Russian intervention in Ukraine initiated in 2014 significantly
increased regional geopolitical tensions. The Russian economy
continues to slow due to the negative impacts of weak oil prices,
ongoing economic sanctions and high interest rates resulting from
Russian central bank actions taken to counter ruble depreciation.
Net exposure to Russia was reduced to $2.2 billion at
December 31, 2015, concentrated in oil and gas companies and
commercial banks. Our exposure to Ukraine at December 31,
2015 was minimal. In response to Russian actions, U.S. and
European governments have imposed sanctions on a limited
number of Russian individuals and business entities. Geopolitical
and economic conditions remain fluid with potential for further
escalation of tensions, increased severity of sanctions against
Russian interests, sustained low oil prices and rating agency
downgrades.
Certain European countries, including Italy, Spain, Ireland and
Portugal, have experienced varying degrees of financial stress in
recent years. While market conditions have improved in Europe,
policymakers continue to address fundamental challenges of
competitiveness, growth, deflation and high unemployment.

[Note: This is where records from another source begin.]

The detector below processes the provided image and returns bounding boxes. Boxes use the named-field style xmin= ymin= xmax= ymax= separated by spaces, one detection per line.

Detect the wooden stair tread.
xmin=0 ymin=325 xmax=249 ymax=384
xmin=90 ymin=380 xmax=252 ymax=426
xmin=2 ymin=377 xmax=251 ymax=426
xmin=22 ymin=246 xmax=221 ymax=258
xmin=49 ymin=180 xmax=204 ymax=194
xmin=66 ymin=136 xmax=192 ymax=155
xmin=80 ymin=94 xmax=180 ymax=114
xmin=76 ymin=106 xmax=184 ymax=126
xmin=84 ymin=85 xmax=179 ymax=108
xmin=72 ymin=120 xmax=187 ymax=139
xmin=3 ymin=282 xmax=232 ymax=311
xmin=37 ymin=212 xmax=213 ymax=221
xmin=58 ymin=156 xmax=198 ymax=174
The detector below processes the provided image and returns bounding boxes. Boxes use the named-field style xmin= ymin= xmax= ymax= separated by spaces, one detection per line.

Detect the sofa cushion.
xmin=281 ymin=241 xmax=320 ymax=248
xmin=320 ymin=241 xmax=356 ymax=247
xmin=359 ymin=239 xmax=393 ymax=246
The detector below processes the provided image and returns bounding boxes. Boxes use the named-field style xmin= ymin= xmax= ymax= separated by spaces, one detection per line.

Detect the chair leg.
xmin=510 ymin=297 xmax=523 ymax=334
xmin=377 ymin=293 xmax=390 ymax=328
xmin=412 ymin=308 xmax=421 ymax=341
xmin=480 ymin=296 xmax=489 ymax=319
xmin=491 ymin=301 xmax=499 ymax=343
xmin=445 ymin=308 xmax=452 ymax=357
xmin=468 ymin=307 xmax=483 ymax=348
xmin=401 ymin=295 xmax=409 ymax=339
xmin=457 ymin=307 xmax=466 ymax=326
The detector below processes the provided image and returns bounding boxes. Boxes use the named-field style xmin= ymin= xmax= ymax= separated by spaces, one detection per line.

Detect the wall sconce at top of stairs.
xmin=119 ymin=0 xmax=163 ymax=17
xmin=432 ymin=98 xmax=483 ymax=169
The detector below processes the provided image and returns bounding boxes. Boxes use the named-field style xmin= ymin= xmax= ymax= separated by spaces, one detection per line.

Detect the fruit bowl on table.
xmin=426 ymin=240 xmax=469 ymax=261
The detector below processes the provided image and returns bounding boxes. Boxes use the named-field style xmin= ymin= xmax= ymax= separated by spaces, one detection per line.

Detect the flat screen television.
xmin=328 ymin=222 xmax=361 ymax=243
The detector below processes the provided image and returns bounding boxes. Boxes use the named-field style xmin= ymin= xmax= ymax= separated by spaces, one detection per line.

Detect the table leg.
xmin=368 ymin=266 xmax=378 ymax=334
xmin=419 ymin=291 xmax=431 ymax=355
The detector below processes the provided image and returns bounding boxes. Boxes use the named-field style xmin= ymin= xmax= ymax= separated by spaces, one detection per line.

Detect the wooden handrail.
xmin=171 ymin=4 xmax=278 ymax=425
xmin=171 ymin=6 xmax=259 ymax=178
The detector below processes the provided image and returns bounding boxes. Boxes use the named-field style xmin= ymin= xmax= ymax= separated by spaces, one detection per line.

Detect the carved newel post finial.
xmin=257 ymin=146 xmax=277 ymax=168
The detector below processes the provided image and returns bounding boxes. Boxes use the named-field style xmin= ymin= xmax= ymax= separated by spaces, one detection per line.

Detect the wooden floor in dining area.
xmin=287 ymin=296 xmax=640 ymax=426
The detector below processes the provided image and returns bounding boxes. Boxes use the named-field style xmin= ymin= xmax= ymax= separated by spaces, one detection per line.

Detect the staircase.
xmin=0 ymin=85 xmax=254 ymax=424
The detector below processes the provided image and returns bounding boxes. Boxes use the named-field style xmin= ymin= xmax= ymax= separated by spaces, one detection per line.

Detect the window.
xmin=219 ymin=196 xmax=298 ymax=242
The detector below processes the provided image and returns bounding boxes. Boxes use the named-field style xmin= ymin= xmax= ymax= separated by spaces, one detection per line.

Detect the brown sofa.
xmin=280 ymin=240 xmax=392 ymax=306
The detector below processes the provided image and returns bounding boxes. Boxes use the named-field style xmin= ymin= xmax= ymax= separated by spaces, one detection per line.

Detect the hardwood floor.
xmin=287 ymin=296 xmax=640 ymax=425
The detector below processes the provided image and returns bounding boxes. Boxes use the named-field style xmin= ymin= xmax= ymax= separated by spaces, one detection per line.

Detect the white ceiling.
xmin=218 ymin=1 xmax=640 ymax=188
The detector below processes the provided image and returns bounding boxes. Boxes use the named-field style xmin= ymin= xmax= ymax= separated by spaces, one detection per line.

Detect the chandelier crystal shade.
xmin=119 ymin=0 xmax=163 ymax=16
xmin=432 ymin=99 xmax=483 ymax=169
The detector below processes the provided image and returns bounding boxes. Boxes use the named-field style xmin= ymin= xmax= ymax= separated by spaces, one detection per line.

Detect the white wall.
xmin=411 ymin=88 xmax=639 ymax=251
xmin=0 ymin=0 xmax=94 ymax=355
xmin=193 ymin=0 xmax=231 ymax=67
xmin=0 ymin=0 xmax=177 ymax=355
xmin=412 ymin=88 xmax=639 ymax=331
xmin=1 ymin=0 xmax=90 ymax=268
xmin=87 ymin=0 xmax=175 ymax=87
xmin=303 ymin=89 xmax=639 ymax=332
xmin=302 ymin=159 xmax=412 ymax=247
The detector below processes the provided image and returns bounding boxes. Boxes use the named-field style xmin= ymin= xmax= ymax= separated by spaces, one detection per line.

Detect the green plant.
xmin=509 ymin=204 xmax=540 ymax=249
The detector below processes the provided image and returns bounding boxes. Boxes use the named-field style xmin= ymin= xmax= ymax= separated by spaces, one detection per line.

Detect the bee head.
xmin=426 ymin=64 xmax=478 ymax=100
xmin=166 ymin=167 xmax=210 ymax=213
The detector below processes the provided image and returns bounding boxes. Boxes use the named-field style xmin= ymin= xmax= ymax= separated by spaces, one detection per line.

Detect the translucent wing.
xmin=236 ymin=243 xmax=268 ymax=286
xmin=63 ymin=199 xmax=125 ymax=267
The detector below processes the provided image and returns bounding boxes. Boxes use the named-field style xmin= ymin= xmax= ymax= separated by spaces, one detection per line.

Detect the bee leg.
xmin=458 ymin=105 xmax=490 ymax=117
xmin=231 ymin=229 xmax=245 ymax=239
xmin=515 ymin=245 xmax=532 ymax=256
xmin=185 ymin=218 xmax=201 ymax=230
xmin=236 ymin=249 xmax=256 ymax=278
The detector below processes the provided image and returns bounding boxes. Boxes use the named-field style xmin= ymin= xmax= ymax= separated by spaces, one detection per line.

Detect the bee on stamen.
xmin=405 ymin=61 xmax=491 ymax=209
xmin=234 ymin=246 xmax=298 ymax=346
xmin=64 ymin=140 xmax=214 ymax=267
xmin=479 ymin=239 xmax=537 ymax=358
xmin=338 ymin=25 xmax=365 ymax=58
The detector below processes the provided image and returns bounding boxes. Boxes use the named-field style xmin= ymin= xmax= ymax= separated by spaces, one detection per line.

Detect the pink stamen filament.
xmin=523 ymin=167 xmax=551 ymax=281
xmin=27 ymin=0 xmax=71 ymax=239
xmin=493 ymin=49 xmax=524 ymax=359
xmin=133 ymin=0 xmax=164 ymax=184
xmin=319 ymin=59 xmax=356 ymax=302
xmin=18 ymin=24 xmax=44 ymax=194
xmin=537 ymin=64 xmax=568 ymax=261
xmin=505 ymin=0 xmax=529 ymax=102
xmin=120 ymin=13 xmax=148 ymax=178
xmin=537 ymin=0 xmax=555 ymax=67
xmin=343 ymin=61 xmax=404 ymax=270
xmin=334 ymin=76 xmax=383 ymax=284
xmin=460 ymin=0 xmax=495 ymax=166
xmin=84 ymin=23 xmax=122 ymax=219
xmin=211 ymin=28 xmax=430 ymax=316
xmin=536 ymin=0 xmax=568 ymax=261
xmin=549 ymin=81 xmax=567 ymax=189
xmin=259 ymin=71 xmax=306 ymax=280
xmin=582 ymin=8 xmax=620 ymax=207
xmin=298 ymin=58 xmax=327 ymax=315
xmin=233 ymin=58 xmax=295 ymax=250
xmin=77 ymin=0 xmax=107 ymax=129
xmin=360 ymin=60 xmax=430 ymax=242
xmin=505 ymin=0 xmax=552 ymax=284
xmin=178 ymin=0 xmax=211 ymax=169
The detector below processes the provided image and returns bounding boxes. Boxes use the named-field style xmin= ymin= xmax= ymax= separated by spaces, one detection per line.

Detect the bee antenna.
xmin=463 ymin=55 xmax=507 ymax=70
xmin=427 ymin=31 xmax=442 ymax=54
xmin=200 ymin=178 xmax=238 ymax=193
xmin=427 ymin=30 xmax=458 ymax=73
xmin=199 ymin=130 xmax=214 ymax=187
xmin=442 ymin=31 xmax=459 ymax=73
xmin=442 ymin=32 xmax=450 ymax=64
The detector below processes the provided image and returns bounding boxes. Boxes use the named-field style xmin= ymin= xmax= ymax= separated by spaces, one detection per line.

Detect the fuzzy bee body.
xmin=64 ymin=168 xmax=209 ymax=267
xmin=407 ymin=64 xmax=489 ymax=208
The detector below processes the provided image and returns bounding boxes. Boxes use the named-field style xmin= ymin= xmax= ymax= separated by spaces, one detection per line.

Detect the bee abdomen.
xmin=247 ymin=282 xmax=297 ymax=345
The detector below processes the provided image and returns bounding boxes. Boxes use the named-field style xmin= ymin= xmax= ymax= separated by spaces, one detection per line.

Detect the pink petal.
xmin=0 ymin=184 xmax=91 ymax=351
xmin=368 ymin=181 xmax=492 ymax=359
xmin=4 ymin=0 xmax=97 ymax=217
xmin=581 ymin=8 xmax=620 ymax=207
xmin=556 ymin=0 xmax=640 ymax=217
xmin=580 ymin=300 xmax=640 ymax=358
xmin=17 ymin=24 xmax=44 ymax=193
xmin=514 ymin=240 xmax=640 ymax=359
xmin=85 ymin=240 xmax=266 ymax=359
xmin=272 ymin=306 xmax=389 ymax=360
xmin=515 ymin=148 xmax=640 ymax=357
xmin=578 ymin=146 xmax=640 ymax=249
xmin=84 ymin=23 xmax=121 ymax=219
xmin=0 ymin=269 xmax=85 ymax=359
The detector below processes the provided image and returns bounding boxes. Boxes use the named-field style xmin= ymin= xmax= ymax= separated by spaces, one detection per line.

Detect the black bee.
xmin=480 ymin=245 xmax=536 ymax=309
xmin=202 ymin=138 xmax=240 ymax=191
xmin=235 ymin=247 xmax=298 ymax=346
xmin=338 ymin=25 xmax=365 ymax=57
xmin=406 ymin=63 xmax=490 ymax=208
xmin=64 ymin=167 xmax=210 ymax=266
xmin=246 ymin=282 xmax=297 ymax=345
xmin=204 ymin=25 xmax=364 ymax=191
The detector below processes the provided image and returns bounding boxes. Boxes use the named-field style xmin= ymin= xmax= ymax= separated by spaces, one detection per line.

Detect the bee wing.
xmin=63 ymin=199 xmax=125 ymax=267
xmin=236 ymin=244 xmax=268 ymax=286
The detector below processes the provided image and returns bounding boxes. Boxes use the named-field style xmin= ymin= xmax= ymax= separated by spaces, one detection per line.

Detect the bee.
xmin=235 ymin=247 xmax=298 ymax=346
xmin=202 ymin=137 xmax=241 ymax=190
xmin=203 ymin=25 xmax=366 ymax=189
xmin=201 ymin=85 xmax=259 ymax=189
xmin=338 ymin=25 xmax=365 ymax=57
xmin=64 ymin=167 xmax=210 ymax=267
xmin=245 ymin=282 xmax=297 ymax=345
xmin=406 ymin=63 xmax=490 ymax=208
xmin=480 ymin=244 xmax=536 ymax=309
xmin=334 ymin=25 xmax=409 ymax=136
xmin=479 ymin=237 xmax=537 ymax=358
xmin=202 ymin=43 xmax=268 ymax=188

A
return of political stress or financial instability in these countries
could disrupt financial markets and have a detrimental impact on
global economic conditions and sovereign and non-sovereign debt
in these countries. Net exposure at December 31, 2015 to Italy
and Spain was $5.3 billion and $3.1 billion as presented in Table
52. Net exposure at December 31, 2015 to Ireland and Portugal
was $1.0 billion and $54 million. We expect to continue to support
client activities in the region and our exposures may vary over time
as we monitor the situation and manage our risk profile.
Table 53 presents countries where total cross-border exposure
exceeded one percent of our total assets. At December 31, 2015,
the United Kingdom and France were the only countries where total
cross-border exposure exceeded one percent of our total assets.
At December 31, 2015, Canada and Germany had total cross-
border exposure of $18.3 billion and $16.5 billion representing
0.85 percent and 0.77 percent of our total assets. No other
countries had total cross-border exposure that exceeded 0.75
percent of our total assets at December 31, 2015.
Cross-border exposures in Table 53 are calculated using Federal
Financial Institutions Examination Council (FFIEC) guidelines and
not our internal risk management view; therefore, exposures are
not comparable between Tables 52 and 53. Exposure includes
cross-border claims by our non-U.S. offices including loans,
acceptances, time deposits placed, trading account assets,
securities, derivative assets, other interest-earning investments
and other monetary assets. Amounts also include unfunded
commitments, letters of credit and financial guarantees, and the
notional amount of cash loaned under secured financing
transactions. Sector definitions are consistent with FFIEC reporting
requirements for preparing the Country Exposure Report.